Schreder pointed to $6 billion in new funding for low-income and homeless housing developments approved by California voters in November as a potential source of money to help the neediest residents find permanent homes.
An earlier Los Angeles Times story by Anna M. Phillips provides more helpful context regarding the Butte County housing market: 
Across Butte County — a primarily agricultural area known for its walnut, almond and rice farms — towns are struggling to absorb the roughly 50,000 people displaced by the Camp fire. Through no fault of their own, the evacuees’ arrival has worsened the state’s housing crisis and raised the possibility that they could be evicted from the region again, not by fire but by a scarcity of suitable dwellings.

Hotels and motels from Sacramento to Redding are full. The vacancy rate in the rental market, which hovered around 3% before the fire, has fallen to near zero. Unable to find single-family homes in the area, evacuees have resorted to renting individual bedrooms, buying recreational vehicles and purchasing travel trailers. Others are simply leaving California for other western states with a lower cost of living.
* * *
Butte County Housing Authority Executive Director Ed Mayer said that nearly 14,000 homes burned to the ground on Nov. 8, a loss of about 14% of Butte’s housing stock. Before the fire, the county’s homeless population numbered about 2,000. Now, it is expected to grow.
* * *
On the day before the fire broke out, the city of Chico had 243 homes for sale, said Adam Pearce, president of the North Valley group. About a week later, less than a third of them were still on the market.
Needless to say, demand is driving up housing prices.

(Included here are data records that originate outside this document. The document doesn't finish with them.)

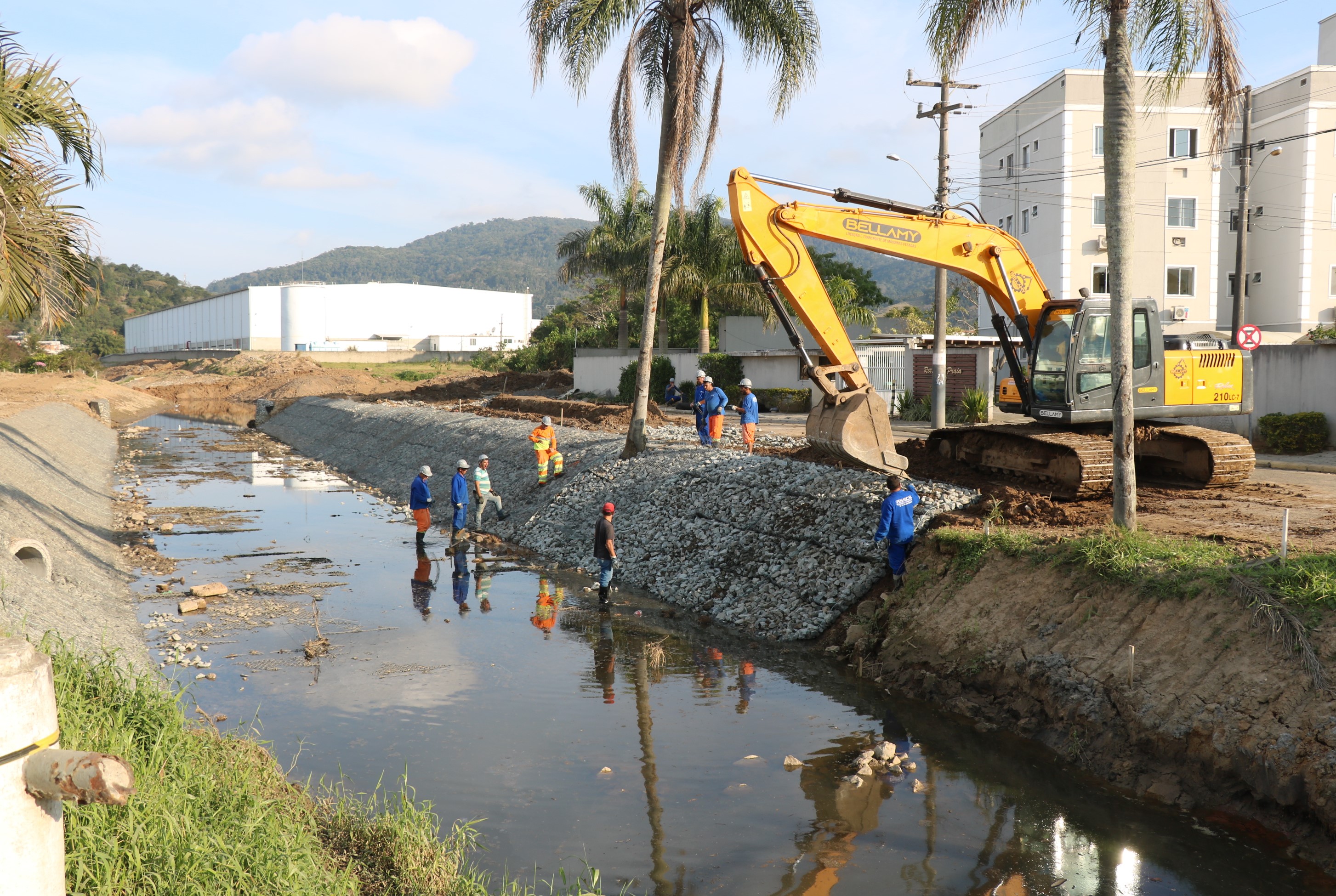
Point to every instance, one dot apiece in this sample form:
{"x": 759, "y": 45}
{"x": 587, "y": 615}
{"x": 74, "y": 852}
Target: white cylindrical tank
{"x": 33, "y": 843}
{"x": 302, "y": 309}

Here's some of last year's coverage of the impact of the Tubbs fire on Sonoma County area housing. The dateline is Santa Rosa, the largest population cluster affected by that fire.  Some 5,700 structures, mostly homes, were destroyed in that fire.  Here's a data-dense excerpt from that story:
California already had a housing crisis long before the fires started. With strict environmental rules and local politics that can discourage new housing development, the state’s pace of new construction has fallen far short of the state’s population growth. 
In the five-year period ending in 2014, California added 544,000 households, but only 467,000 housing units, according to the McKinsey Global Institute, and the deficit is only expected to grow over the next decade. Napa and Sonoma Counties, where the fires did some of the most extensive damage, are among the furthest behind, building less than half the number of units in recent years that the state reckons were needed to keep up with the population.
As a somewhat related matter, here's coverage of the disparate impact the Camp Fire had on elderly folks in Butte County, where many lived in manufactured housing. 

At the other end of the housing spectrum--the luxury end--is new high-end accommodation for aging baby boomers--dateline, Santa Rosa.